Eppley, M. G.; Bajaj, K.; Rumberger, C.; Leung, E.; Mongillo, N.; Small, J.; Lotterhos, K.

2026-04-01 evolutionary biology
10.64898/2026.03.30.715280 bioRxiv
Show abstract

Selective breeding in aquaculture is necessary to establish food security and meet demand for sustainably produced protein. An informed selective breeding program requires understanding how population structure, environmental adaptation, and human activities shape natural genetic variation in wild conspecifics. Unfortunately, wild variation remains poorly characterized for many commercially important aquaculture species. Here, we conduct the first range-wide study of genomic population structure for the eastern oyster (Crassostrea virginica) across thousands of miles (Texas, USA to Eastern Canada) using a 200K SNP array. We integrate population structure analyses, genotype-environmental associations, and structural variant detection to identify adaptive loci and quantify human-mediated genetic impacts.

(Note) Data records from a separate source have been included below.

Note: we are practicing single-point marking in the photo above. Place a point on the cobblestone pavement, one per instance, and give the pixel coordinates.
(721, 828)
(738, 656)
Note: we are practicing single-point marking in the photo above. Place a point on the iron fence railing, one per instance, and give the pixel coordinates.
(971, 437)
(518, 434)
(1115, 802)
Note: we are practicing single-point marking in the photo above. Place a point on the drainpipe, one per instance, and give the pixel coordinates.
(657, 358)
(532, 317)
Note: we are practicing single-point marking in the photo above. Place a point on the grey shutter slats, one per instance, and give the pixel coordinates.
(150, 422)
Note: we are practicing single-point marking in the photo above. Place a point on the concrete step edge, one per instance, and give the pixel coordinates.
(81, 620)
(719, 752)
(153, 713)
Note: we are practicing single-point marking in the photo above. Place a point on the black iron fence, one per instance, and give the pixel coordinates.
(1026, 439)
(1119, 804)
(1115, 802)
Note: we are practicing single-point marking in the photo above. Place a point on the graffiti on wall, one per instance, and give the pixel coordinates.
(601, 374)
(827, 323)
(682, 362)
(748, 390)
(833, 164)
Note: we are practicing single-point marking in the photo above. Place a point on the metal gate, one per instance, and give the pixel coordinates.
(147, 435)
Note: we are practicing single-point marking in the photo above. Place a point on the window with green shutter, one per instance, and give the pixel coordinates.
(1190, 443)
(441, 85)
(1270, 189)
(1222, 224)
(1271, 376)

Our data confirms two ancestral clusters with a phylogeographic break between the Gulf and Atlantic (FST = 0.06) and highlights patterns of substructure within each region. We find evidence of unexpected patterns of genomic variation in two locations: evidence of Gulf ancestry in a mid-Atlantic estuary (Chesapeake Bay), and evidence of Atlantic ancestry in a Gulf estuary (Apalachicola Bay). While we cannot definitively determine the causes of these unexpected patterns, we show that they are consistent with direct and indirect human impacts in these estuaries. Genotype-environment association analyses with in situ temperature and salinity measurements were used to identify putatively adaptive loci, including SNPs within large structural variants (>1Mb). Our results identified genomic targets for aquaculture breeding programs aimed at climate resilience, reveal complex patterns of human impacts in managed systems, and demonstrate how seascape genomics can be used to improve aquaculture outcomes.